LA FAMILLE ALLEMANDE, ou la Destinée, 2 vol. in-12, 1814. — Quoique cet ouvrage ne soit qu’en deux petits volumes, on y trouve l’histoire de trois générations : la mère, la fille et la petite-fille. Le sort de ces trois personnes est très-différent ; l’une épouse un homme qu’elle n’a jamais vu, l’autre prend un mari qu’elle déteste, et la troisième est obligée de faire une sorte de violence à l’amant auquel elle s’unit. Aucun de ces mariages ne tourne à bien, et l’auteur semble avoir pris à tâche de prouver qu’il est difficile qu’une femme soit heureuse. Sans être trop compliqués, les événements qui surviennent dans la Famille allemande sont assez multipliés pour amener une agréable variété de scènes ; les personnages qui la composent habitent successivement l’Allemagne, l’Italie et la France, et quoique l’auteur ne se pique pas d’une grande fidélité dans ses tableaux, il y a parfois de l’intérêt et des traits heureux dans ce petit ouvrage. On y remarque surtout le caractère aimable d’une bonne mère, rivale de sa fille sans le savoir, et qui fait à cette fille ingrate les plus grands et les plus pénibles sacrifices, dont elle est bien mal récompensée ; mais le cœur d’une mère est payé de ses sacrifices par ces sacrifices mêmes. Nous conseillons aux femmes de lire ce roman ; elles y verront que tous les agréments qu’elles conservent à trente ans sont ternis, ou plutôt effacés par la fraîcheur impertinente d’une fille de seize ans qu’on a sans cesse à ses côtés. On nous dira que toutes les femmes savent cela : sans doute, mais on croirait qu’elles l’oublient quelquefois.

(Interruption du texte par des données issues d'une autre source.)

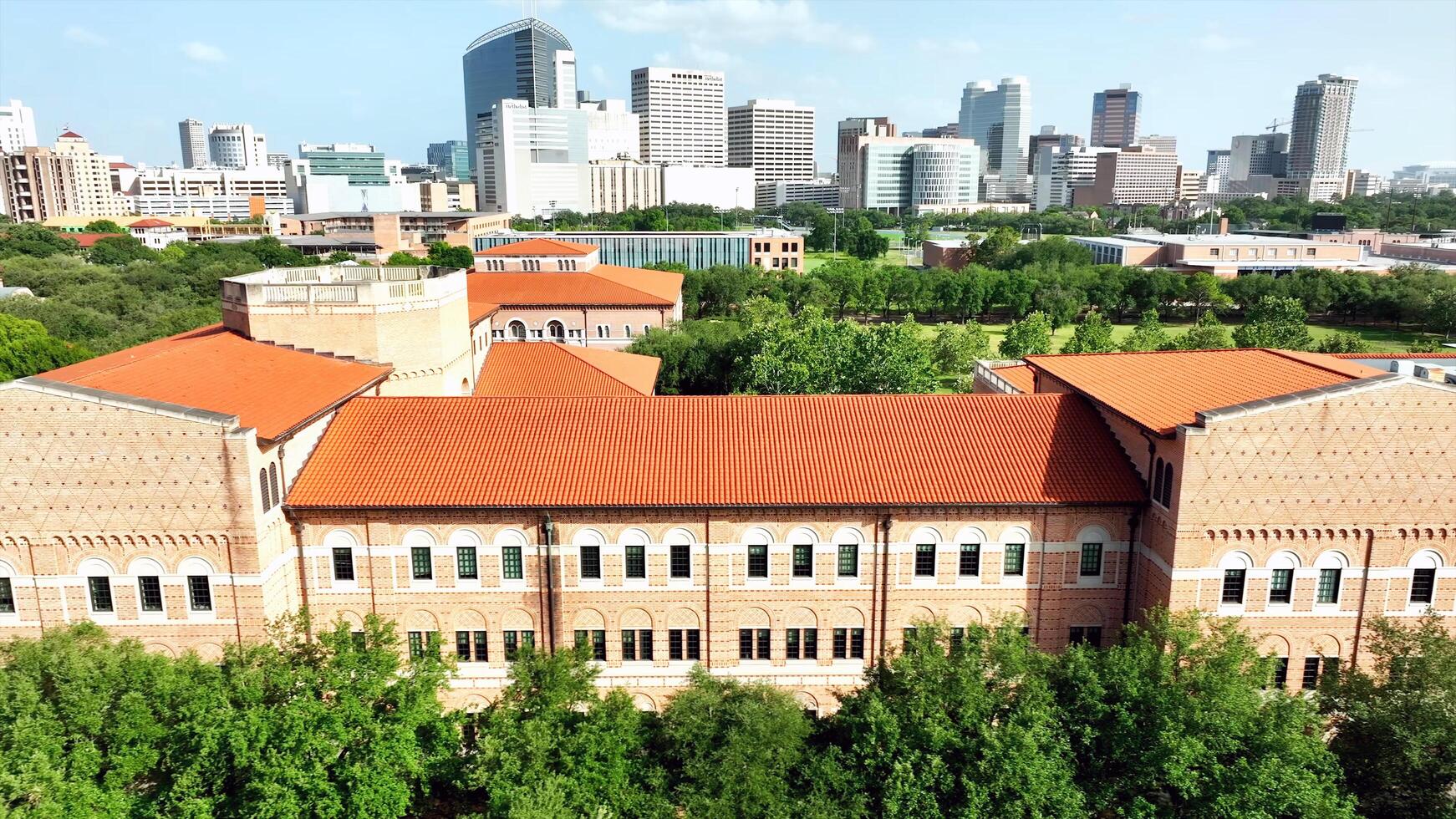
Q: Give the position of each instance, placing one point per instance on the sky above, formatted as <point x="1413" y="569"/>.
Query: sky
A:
<point x="123" y="73"/>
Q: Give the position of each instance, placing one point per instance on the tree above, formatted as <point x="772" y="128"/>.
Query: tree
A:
<point x="1028" y="336"/>
<point x="118" y="251"/>
<point x="1092" y="335"/>
<point x="1206" y="333"/>
<point x="733" y="748"/>
<point x="105" y="226"/>
<point x="1175" y="722"/>
<point x="955" y="348"/>
<point x="27" y="348"/>
<point x="1275" y="322"/>
<point x="1395" y="726"/>
<point x="1342" y="342"/>
<point x="447" y="255"/>
<point x="959" y="725"/>
<point x="1148" y="335"/>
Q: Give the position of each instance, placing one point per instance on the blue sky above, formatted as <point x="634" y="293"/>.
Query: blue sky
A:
<point x="124" y="73"/>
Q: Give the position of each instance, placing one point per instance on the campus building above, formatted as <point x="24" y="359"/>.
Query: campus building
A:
<point x="186" y="491"/>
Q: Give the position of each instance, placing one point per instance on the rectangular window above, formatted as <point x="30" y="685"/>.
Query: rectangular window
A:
<point x="344" y="563"/>
<point x="637" y="562"/>
<point x="759" y="561"/>
<point x="1014" y="562"/>
<point x="101" y="594"/>
<point x="802" y="561"/>
<point x="680" y="561"/>
<point x="1311" y="673"/>
<point x="1281" y="585"/>
<point x="592" y="562"/>
<point x="420" y="563"/>
<point x="970" y="559"/>
<point x="150" y="589"/>
<point x="1232" y="585"/>
<point x="1423" y="585"/>
<point x="198" y="593"/>
<point x="512" y="563"/>
<point x="1328" y="589"/>
<point x="6" y="597"/>
<point x="925" y="561"/>
<point x="468" y="566"/>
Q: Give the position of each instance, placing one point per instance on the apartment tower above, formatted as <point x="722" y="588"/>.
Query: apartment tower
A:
<point x="682" y="114"/>
<point x="773" y="137"/>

Voici encore ce que nous connaissons de Mme Choiseul-Meuse : Coralie, suivie de Mélusine, in-12, 1799. — *Alberti, 2 vol. in-12, 1799. — Aline et d’Ermance, 3 vol. in-8, 1810. — Elvire, ou la Femme innocente et perdue, 2 vol. in-12, 1809. — Cécile, ou l’Élève de la pitié, 2 vol. in-12, 1816. — Amour et Gloire, ou Aventures galantes, etc., 4 vol. in-12, 1817. — Les Amants de Charenton, 4 vol. in-12, 1818. — Les Nouvelles contemporaines, 6 vol. in-12, 1818. — Le Retour des fées, contes, 2 vol. in-12, 1818. — Oréna, 4 vol. in-12, 1820. — Marianne, 3 vol. in-12, 1821. — *Paris, ou le Paradis des femmes, 3 vol. in-12, 1821. — Camille, ou la Tête de mort, 4 vol. in-12, 1822. — L’Héritage de mon oncle l’abbé, 2 vol. in-12, 1822. — Le Remords, 3 vol. in-12, 1822. — Le Chapelain de Chambord, 4 vol. in-12, 1824. — Georges le Terrible, 3 vol. in-12, 1824. — Mémoires de madame Adoure, 4 vol. in-12, 1824. — Entre Chien et Loup, par l’auteur de Julie ou J’ai sauvé ma rose, 2 vol. in-12.

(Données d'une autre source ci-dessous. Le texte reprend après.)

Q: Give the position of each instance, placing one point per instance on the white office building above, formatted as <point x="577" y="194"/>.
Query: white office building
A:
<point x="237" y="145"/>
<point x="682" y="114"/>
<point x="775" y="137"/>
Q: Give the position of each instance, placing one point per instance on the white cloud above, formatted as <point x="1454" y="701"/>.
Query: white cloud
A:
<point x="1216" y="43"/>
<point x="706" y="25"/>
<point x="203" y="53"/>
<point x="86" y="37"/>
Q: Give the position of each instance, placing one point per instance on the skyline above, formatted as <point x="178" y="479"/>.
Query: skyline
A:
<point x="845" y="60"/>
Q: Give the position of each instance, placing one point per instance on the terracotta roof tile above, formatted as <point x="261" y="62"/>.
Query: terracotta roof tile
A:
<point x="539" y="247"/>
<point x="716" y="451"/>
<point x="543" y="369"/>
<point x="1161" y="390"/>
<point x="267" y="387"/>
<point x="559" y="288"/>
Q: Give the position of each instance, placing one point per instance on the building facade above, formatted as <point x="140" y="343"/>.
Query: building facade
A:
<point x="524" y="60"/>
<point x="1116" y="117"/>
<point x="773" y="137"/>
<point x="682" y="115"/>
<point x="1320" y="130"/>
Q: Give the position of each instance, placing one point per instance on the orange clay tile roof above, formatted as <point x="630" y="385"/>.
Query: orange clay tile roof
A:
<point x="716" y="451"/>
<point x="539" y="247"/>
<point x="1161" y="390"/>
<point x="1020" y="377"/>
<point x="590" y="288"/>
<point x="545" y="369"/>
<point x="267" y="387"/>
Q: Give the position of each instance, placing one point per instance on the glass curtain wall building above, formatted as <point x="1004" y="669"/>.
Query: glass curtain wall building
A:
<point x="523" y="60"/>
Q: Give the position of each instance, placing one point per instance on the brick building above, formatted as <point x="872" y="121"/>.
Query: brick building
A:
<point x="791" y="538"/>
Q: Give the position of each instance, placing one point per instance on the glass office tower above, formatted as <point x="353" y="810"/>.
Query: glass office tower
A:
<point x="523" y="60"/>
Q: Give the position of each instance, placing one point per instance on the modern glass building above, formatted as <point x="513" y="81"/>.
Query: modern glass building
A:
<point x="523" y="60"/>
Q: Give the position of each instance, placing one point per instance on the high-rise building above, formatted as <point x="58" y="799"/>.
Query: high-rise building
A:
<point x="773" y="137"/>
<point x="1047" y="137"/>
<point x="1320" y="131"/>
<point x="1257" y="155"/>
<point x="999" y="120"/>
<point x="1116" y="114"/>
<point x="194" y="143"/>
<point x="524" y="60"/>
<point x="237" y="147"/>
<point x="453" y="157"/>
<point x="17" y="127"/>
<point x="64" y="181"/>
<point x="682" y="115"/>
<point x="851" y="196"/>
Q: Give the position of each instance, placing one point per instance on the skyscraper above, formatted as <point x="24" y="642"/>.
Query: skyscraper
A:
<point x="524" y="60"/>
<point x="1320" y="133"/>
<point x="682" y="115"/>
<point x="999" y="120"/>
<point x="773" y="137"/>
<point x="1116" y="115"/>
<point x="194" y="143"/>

« Julie, ou J’ai sauvé ma rose, et Amélie de Saint-Far, deux romans très-licencieux, ont été longtemps attribués à Mme Choiseul-Meuse, qui, loin de chercher à dissuader le public de cette opinion, l’a encore accréditée par la publication des deux romans d’Amour et Gloire et Entre Chien et Loup, qui portent sur le frontispice : par l’auteur d’Amélie de Saint-Far et de Julie, ou J’ai sauvé ma rose ; mais on sait aujourd’hui d’une manière positive que ces deux romans sont de Mme de Guyot. » (France litt., tom. 2.)